Pros:
- it's self supporting and relatively sturdy
- Bam, it's a kit, off you go.
Cons:
- It's small, and the "math of fencing" is that the larger the area you fence, the less the fence costs for each bit of land enclosed. (With, IME, some modifiers depending on your local deer herd - mine seemed to have a "minimum size they wouldn't jump into" even though the fence was far too short to keep deer out - larger than that, you have to make the fence big enough to keep deer out. Local deer herd habits do vary and they can unfortunately get "trained" by tempting crops (neighbor grew sunflowers and the deer did a lot more fence jumping over things that had been fine for 15 years.) They retained and passed on that knowledge long after the neighbor and sunflowers left.
- It will have minimal effect on many "animals of interest" and requires additional materials and effort to affect them. Add a few more materials that cost much less than a dog kennel and you've got yourself a fence, any size or shape you want.
Reality Check:
- Squirrels are virtually impossible to fence out, or would require far more expense and effort to fence out than is remotely reasonable for most people. They can go over any fence and through much smaller mesh than you'd think. If you are not going to close in the top and use fine mesh there and all the way from the ground up, you won't even make them break a sweat. On the plus side, they are not generally a big garden predator unless you bought some nut trees.

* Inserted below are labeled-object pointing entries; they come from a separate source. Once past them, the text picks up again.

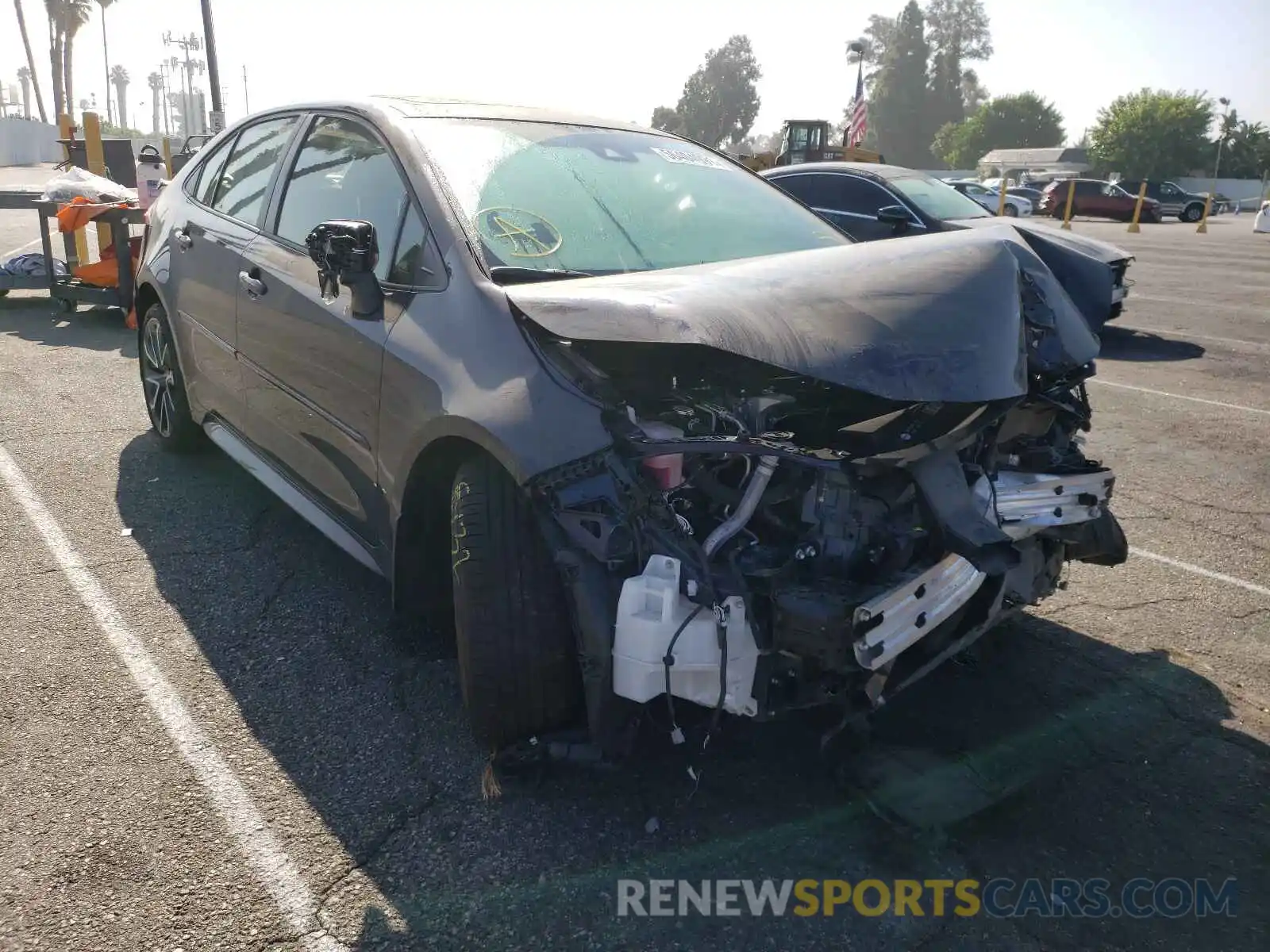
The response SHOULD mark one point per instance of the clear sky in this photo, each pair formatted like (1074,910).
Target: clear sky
(622,60)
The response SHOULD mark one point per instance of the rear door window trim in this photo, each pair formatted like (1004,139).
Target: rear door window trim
(257,226)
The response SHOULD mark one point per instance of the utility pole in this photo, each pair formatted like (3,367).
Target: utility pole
(186,44)
(214,70)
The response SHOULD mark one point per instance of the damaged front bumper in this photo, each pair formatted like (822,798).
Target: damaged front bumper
(1026,503)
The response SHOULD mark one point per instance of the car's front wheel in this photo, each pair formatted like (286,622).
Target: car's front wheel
(164,385)
(518,659)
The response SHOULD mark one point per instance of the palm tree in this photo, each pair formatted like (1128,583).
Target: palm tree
(120,80)
(156,83)
(31,63)
(65,18)
(110,78)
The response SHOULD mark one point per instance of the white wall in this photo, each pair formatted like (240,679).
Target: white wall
(1248,192)
(25,143)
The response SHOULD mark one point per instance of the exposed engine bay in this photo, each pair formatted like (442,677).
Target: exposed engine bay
(760,539)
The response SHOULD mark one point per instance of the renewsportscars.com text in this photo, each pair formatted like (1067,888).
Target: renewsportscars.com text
(999,898)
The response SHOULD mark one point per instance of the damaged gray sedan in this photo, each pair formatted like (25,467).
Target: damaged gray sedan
(635,425)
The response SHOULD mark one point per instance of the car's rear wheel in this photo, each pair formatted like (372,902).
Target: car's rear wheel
(164,385)
(518,659)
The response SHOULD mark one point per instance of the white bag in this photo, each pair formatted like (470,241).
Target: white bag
(1263,221)
(75,183)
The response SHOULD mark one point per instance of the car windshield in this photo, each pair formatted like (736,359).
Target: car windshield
(560,200)
(939,200)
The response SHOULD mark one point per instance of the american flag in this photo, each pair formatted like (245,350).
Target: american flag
(859,112)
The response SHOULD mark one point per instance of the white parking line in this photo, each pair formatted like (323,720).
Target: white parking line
(273,869)
(1179,397)
(1189,302)
(1200,570)
(1187,336)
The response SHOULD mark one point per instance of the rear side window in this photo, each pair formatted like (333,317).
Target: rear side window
(344,171)
(244,183)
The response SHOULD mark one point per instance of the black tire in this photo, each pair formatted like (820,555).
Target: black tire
(518,658)
(164,386)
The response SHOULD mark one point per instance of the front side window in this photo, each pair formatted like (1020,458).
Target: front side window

- For rabbits you generally want a section of non-rusting fence bent into an "L" and buried so the buried part of the L is facing out. The intent is that they try to dig under but get stopped by fence below them. Burying fence straight down won't work, they'll just dig deeper.
- Raccoons you might be able to stop, but you are probably going to
need electricity and to be smarter than they are. Which ain't easy.
They happily climb fences, though they are happier climbing nice
tight neat-looking fences than loose floppy awful looking fences.
You'll want a mixture of hot and ground wires near the top if trying
to get them with an electric fence, since they are fully smart enough
to jump onto the hot wires and not touch the ground or lower fence to
avoid getting shocked.
- Cats are generally not all that interested in working to defeat a
fence that will have a hope of keeping out rabbits or raccoons, much
less both, unless you are growing catnip.
- Groundhog/woodchuck/yellow-bellied marmot should be on your list. But keeping them out by fence alone is difficult...
Note on Electric Fencing
Having mentioned electric fencing, and the internet being what it is, I'm compelled to add that electric fencing is done with a NRTL-recognized (for the USA, UL is typical) Electric Fence Charger that delivers a "painful but harmless" shock, not by creating a "zone of death" (humans included) with mains voltage or some home-made thing.